- Born: 1971 (age 54–55) Huizhou, Guangdong, China
- Education: Shenzhen University Nanjing University Singapore Management University
- Occupations: Co-founder and former CAO of Tencent Founder of Wuhan College Founder of the Chen Yidan Charity Foundation Founder of the Yidan Prize Foundation

= Chen Yidan =

Chinese philanthropist

Chen Yidan (陈一丹, born 1971), also known as Charles Chen, is a Chinese internet entrepreneur and philanthropist. He is a co-founder of Tencent, founder of the Chen Yidan Charity Foundation, and founder of the Yidan Prize Foundation.

== Education ==
Chen Yidan was born in Huizhou, Guangdong, and grew up in Shenzhen, Guangdong. He obtained a bachelor's degree in applied chemistry from Shenzhen University and a master's degree in economic law from Nanjing University. He subsequently earned a Doctor of Business Administration from Singapore Management University.

==Tencent==
In 1998, Chen Yidan co-founded the internet holding company Tencent alongside Ma Huateng, Zhang Zhidong, Xu Chenye, and Zeng Liqing. He served as the company's chief administrative officer (CAO). Yidan also led the company's Tencent Charity Foundation.

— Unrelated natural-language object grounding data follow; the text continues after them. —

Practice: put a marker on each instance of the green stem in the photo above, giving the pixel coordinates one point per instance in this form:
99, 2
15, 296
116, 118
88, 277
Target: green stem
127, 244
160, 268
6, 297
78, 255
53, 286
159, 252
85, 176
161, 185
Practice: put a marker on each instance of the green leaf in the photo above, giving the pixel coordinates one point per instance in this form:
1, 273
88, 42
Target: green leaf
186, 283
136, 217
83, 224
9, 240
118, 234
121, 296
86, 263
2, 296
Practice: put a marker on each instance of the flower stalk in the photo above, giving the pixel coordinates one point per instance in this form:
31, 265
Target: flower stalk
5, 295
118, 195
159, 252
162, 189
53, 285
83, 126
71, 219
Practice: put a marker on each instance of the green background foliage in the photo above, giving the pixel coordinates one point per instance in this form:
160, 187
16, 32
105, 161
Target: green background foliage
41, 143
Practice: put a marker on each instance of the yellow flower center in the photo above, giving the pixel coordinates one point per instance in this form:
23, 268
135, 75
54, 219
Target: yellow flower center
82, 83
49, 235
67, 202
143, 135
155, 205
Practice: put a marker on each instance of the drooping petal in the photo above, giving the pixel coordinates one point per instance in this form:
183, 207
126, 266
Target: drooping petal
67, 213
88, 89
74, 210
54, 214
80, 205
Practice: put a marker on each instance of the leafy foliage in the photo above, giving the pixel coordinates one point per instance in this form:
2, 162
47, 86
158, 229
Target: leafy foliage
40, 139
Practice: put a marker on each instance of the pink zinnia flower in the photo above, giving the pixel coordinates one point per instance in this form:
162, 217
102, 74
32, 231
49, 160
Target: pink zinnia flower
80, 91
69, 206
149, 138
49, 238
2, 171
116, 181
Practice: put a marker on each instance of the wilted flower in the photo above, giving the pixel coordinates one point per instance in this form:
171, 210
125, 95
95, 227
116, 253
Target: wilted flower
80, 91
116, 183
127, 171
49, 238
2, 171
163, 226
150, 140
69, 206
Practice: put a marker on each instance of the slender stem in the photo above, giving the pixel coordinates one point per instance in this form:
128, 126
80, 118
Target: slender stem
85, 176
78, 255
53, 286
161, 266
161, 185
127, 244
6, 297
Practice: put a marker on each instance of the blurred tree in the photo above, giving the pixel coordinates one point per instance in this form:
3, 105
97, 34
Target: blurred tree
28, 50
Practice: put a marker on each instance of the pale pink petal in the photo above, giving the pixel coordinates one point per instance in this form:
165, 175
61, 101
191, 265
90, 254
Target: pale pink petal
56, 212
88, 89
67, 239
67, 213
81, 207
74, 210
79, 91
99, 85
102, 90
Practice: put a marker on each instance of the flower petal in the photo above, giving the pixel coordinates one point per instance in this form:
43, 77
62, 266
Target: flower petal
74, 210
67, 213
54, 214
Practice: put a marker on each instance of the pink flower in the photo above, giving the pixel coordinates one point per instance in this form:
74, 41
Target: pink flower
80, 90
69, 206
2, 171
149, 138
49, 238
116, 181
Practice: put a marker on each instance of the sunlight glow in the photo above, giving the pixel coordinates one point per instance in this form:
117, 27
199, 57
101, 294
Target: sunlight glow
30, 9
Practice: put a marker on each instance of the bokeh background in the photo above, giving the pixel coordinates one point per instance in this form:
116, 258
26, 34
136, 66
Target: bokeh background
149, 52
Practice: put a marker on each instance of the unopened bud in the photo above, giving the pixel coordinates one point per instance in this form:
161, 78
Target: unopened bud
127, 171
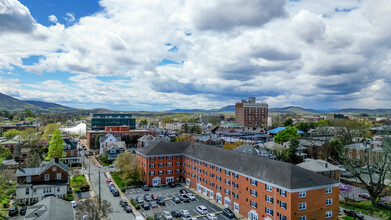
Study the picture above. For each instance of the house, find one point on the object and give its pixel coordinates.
(49, 208)
(35, 184)
(322, 167)
(113, 149)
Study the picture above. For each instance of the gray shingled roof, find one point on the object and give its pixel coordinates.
(38, 170)
(280, 173)
(50, 208)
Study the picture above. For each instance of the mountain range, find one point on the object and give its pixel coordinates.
(12, 104)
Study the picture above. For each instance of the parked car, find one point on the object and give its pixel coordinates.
(139, 199)
(227, 212)
(147, 198)
(128, 209)
(176, 214)
(146, 206)
(185, 213)
(167, 215)
(354, 214)
(202, 209)
(23, 210)
(176, 199)
(13, 211)
(184, 198)
(123, 203)
(160, 201)
(153, 204)
(211, 216)
(364, 195)
(191, 196)
(115, 192)
(183, 191)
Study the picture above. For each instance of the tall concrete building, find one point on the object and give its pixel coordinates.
(249, 113)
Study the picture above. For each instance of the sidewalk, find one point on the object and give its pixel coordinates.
(239, 216)
(135, 212)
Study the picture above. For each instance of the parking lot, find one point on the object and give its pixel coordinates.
(168, 193)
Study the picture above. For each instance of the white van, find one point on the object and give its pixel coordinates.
(202, 209)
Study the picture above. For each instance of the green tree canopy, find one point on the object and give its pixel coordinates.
(56, 146)
(286, 134)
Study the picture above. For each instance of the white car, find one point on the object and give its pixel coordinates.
(211, 216)
(167, 215)
(185, 213)
(202, 209)
(191, 196)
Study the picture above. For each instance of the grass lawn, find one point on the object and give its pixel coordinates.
(78, 180)
(367, 209)
(117, 179)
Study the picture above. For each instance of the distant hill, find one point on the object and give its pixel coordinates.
(12, 104)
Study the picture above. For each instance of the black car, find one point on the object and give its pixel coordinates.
(13, 211)
(147, 198)
(183, 191)
(23, 210)
(123, 203)
(354, 214)
(227, 212)
(176, 199)
(146, 206)
(184, 198)
(128, 209)
(160, 201)
(176, 214)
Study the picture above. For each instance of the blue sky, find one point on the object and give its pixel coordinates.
(145, 55)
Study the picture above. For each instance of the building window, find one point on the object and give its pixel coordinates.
(302, 206)
(253, 192)
(269, 199)
(253, 204)
(283, 205)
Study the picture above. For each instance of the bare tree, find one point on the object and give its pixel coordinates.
(372, 167)
(90, 208)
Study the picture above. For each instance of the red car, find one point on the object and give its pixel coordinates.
(364, 195)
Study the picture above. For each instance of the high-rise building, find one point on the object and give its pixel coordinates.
(249, 113)
(100, 121)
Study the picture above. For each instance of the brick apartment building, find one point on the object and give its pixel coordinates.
(255, 187)
(251, 114)
(117, 131)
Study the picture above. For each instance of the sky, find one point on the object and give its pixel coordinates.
(192, 54)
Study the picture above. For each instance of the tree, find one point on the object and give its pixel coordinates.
(184, 138)
(11, 134)
(286, 134)
(90, 207)
(34, 157)
(56, 146)
(372, 167)
(128, 166)
(344, 191)
(231, 146)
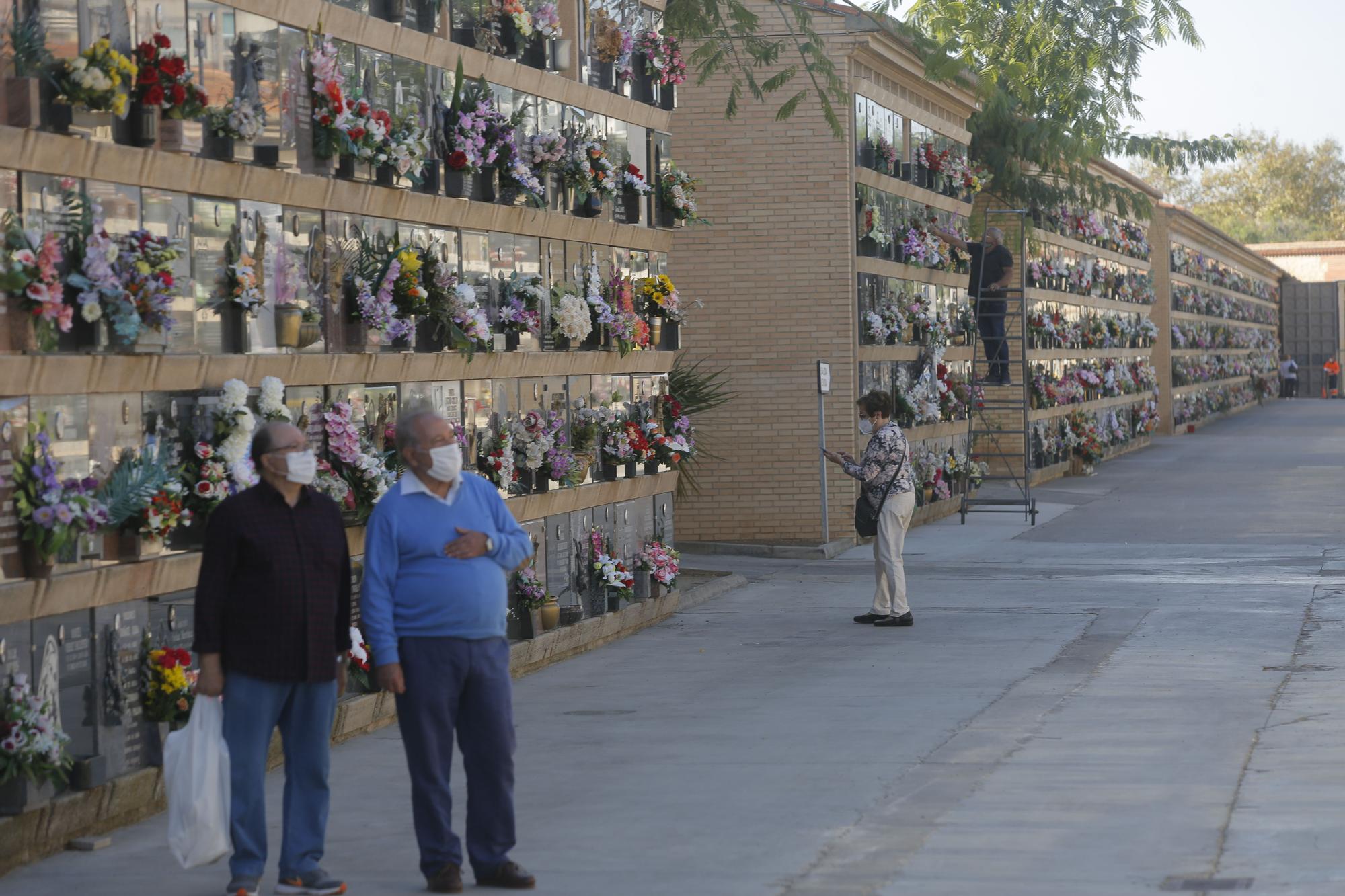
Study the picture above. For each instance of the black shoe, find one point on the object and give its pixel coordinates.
(449, 880)
(508, 876)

In March 2013, Yidan stepped down as Tencent's CAO. He continued to be involved with the company as an advisor, sponsor, and honorary chairman of the Tencent Charity Foundation.

==Philanthropy==
In March 2013, Chen Yidan founded the Chen Yidan Charity Foundation after stepping down from his role as CAO of Tencent.

===Wuhan College===
In 2009, Yidan cofounded Wuhan College and became a school initiator. In 2015, Yidan donated RMB20 million to support the college's library construction and reading material purchases.

===The Yidan Prize===
In May 2016, Chen founded the Yidan Prize, funded by an independent trust of HK $2.5 billion (US$320 million). The award was established to recognize innovators and those who had made contributions to education. The Prize included two annual awards, the Yidan Prize for Education Development and the Yidan Prize for Education Research. Each prize included a cash award of HK $15 million as well as a project fund of HK $15 million.

===Recognition===
In 2015 Yidan was named to the China Philanthropy Institute's list of top Chinese philanthropists. In 2016, he appeared on the China Charity Ranking List as well. In June 2017, he was named one of China's top philanthropists by Forbes.